The leaders in the Des Moines Marathon could see the finish line - they just had to wait a bit.
A passing freight train forced the two leaders in the 26.2-mile race to wait for about a minute Sunday just 400 meters, or about a quarter mile, from the finish line. When the train finally passed, Kenyan Simon Sawe sprinted to a win in 2 hours 24 minutes 50 seconds. He won $3,000.
Race director Chris Burch said yesterday it was an unfortunate circumstance beyond the control of race organizers.
“It’s one of those things, when I heard through our communications - what can you do at that time?’’ Burch asked.
Sawe said he was shocked when he made a turn onto the final stretch and saw the freight cars.
“Nobody is prepared for that scenario,’’ Sawe told The Des Moines Register. “I couldn’t believe it. It was a long train.’’
As he waited, fellow Kenyan David Tuwei caught up and the two could do nothing but wait before sprinting the final stretch. Sawe won by about 5 seconds.
Mick Burkhart, Iowa Interstate Railroad vice president, apologized via e-mail.
He said the railroad was aware of the race and had agreed not to operate in the area during the marathon.
“Due to some miscommunication, a train was allowed into the race area before it was supposed to,’’ he said. “There is no excuse for this happening.’’
Race organizers notify the railroad each year of the date of the marathon and the time runners will come through the area. Sundays are usually a slow day for the railroad in downtown Des Moines, Burch said, and he said the whole thing was a miscommunication.
There are no plans to change the route of the marathon.
“It would be hard to run a 26-mile run in Des Moines without going over tracks,’’ he said. “We will try harder to work with [the railroad] so this doesn’t happen again.’’
In another road racing development, family and friends of three half-marathoners who died during Sunday’s Detroit marathon said the runners had trained for the race and were unsure what could have caused the deaths.
Autopsies were scheduled for yesterday.
Officials said 36-year-old Daniel Langdon collapsed at about 9:02 a.m. Sunday between the 11- and 12-mile markers and 65-year-old Rick Brown collapsed at 9:17 a.m., near where Langdon went down.
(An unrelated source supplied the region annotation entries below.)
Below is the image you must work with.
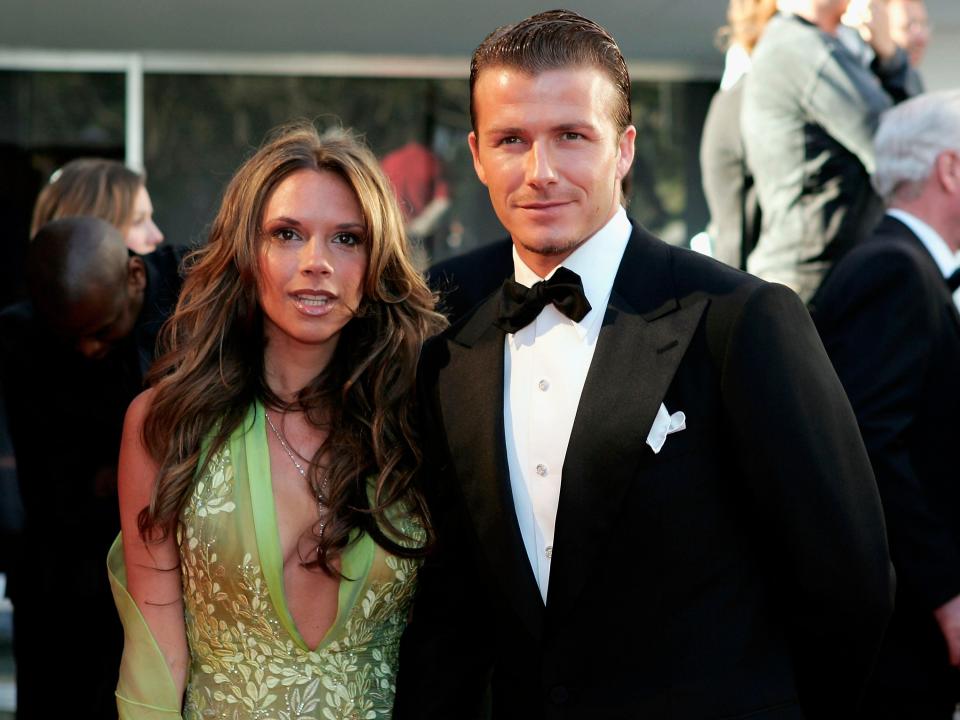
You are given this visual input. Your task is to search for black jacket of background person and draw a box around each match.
[0,245,185,719]
[395,226,892,720]
[814,216,960,702]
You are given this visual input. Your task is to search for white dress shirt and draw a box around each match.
[887,208,960,310]
[503,208,632,603]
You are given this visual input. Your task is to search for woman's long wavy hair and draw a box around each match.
[717,0,777,54]
[139,123,445,573]
[30,158,145,237]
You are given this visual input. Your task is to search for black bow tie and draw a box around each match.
[947,270,960,292]
[496,267,590,333]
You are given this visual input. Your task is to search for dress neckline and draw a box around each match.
[242,402,375,652]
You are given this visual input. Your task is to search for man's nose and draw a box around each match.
[77,338,110,360]
[526,141,557,185]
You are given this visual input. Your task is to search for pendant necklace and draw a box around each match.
[263,409,329,554]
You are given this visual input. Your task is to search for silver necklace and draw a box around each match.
[263,410,328,540]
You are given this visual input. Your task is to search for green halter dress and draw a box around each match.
[107,404,425,720]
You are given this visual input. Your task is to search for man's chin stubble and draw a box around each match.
[520,238,586,257]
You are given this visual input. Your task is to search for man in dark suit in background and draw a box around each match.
[396,10,892,720]
[813,91,960,720]
[0,217,186,720]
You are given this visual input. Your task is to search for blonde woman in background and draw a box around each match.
[700,0,777,269]
[30,158,163,255]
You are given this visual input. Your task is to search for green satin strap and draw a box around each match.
[107,535,181,720]
[244,402,376,652]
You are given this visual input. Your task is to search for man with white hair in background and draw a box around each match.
[740,0,910,302]
[812,91,960,720]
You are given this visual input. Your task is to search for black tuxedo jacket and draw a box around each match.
[814,216,960,701]
[396,229,892,720]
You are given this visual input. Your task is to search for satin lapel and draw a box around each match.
[439,294,543,637]
[547,233,708,618]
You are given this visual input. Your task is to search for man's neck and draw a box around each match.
[890,195,960,252]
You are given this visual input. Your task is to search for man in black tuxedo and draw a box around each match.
[814,91,960,720]
[395,10,892,720]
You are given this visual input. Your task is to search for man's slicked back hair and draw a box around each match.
[470,10,632,133]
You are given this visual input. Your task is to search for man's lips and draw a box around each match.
[517,200,571,210]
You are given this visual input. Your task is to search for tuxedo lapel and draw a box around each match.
[439,293,543,637]
[547,231,708,617]
[875,215,960,331]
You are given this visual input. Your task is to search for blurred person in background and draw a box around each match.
[700,0,777,270]
[887,0,930,68]
[30,158,163,255]
[0,217,183,720]
[812,91,960,720]
[741,0,911,302]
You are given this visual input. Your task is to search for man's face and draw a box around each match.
[469,67,636,276]
[887,0,930,67]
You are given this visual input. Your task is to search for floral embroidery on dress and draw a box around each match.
[178,444,425,720]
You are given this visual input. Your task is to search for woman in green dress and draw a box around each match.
[108,125,443,720]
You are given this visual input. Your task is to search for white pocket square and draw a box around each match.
[647,403,687,453]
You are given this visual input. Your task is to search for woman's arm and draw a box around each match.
[118,390,189,697]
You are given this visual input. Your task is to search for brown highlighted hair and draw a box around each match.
[30,158,144,237]
[139,123,444,573]
[470,10,632,133]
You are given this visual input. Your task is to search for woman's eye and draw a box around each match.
[273,228,300,242]
[333,233,363,245]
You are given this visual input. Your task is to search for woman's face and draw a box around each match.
[258,170,369,367]
[124,185,163,255]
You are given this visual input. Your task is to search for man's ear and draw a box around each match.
[467,132,487,185]
[934,150,960,195]
[127,256,147,295]
[617,125,637,180]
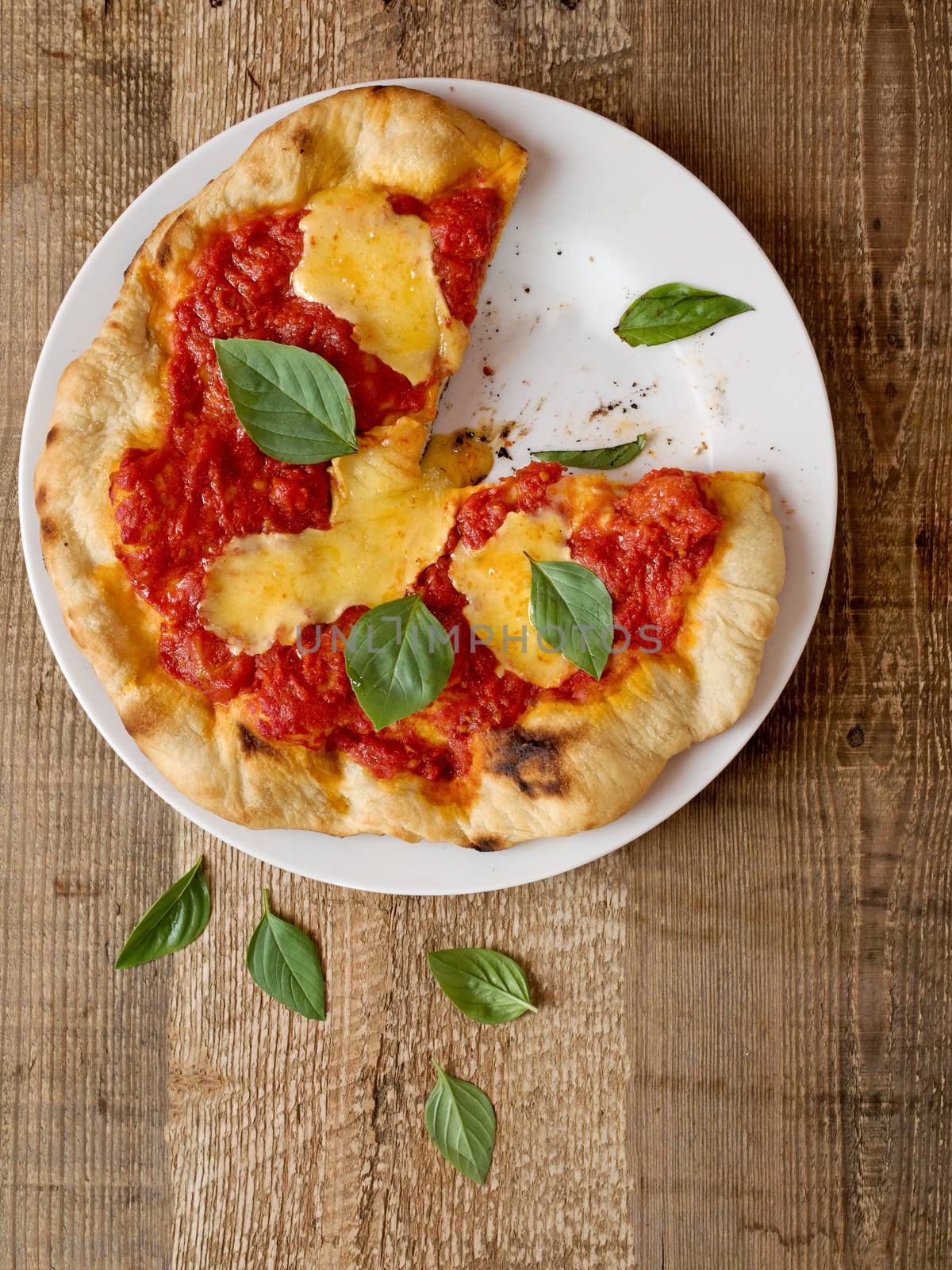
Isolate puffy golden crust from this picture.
[95,474,785,849]
[34,87,527,814]
[36,87,783,849]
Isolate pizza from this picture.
[36,87,785,849]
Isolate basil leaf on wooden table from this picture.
[614,282,753,347]
[427,1062,497,1186]
[214,339,357,464]
[246,891,325,1018]
[532,432,647,468]
[344,595,453,732]
[116,856,212,970]
[525,551,613,679]
[427,949,538,1024]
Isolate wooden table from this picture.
[0,0,952,1270]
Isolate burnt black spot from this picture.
[239,722,273,754]
[470,834,503,851]
[491,728,569,798]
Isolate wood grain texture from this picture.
[0,0,952,1270]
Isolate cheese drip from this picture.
[202,419,468,652]
[449,510,575,688]
[290,188,459,383]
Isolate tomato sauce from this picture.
[110,187,721,779]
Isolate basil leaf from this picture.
[427,949,538,1024]
[532,432,647,468]
[344,595,453,732]
[525,551,614,679]
[246,891,325,1018]
[116,856,212,970]
[214,339,357,464]
[427,1062,497,1186]
[614,282,753,345]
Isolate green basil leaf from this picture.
[525,551,614,679]
[214,339,357,464]
[427,949,538,1024]
[532,432,647,468]
[344,595,453,732]
[116,856,212,970]
[614,282,753,345]
[248,891,325,1018]
[427,1062,497,1186]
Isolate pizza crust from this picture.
[36,87,783,849]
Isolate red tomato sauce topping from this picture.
[110,194,721,779]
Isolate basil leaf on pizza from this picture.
[614,282,753,347]
[344,595,453,732]
[246,891,325,1020]
[116,856,212,970]
[532,432,647,470]
[427,949,538,1024]
[525,551,614,679]
[213,339,357,464]
[425,1062,497,1186]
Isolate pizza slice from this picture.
[36,87,783,849]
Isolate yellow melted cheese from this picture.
[202,419,468,652]
[449,510,575,688]
[290,188,461,383]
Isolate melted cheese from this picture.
[290,188,459,383]
[421,428,493,485]
[449,510,575,688]
[202,419,468,652]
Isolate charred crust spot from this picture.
[490,728,569,798]
[470,834,503,851]
[239,722,274,754]
[290,125,311,155]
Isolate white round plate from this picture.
[14,79,836,895]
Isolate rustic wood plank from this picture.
[0,0,952,1270]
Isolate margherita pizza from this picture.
[36,87,783,849]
Officials said 26-year-old Jon Fenlon collapsed at about 9:18 a.m., just after finishing the 13.1-mile half-marathon in 1:53:37.
Laura Fenlon told The Detroit News her son had always been an athlete and she did not know of any medical problems he may have had.
The deaths mark the first fatalities at the Detroit Free Press Marathon since one runner died in 1994.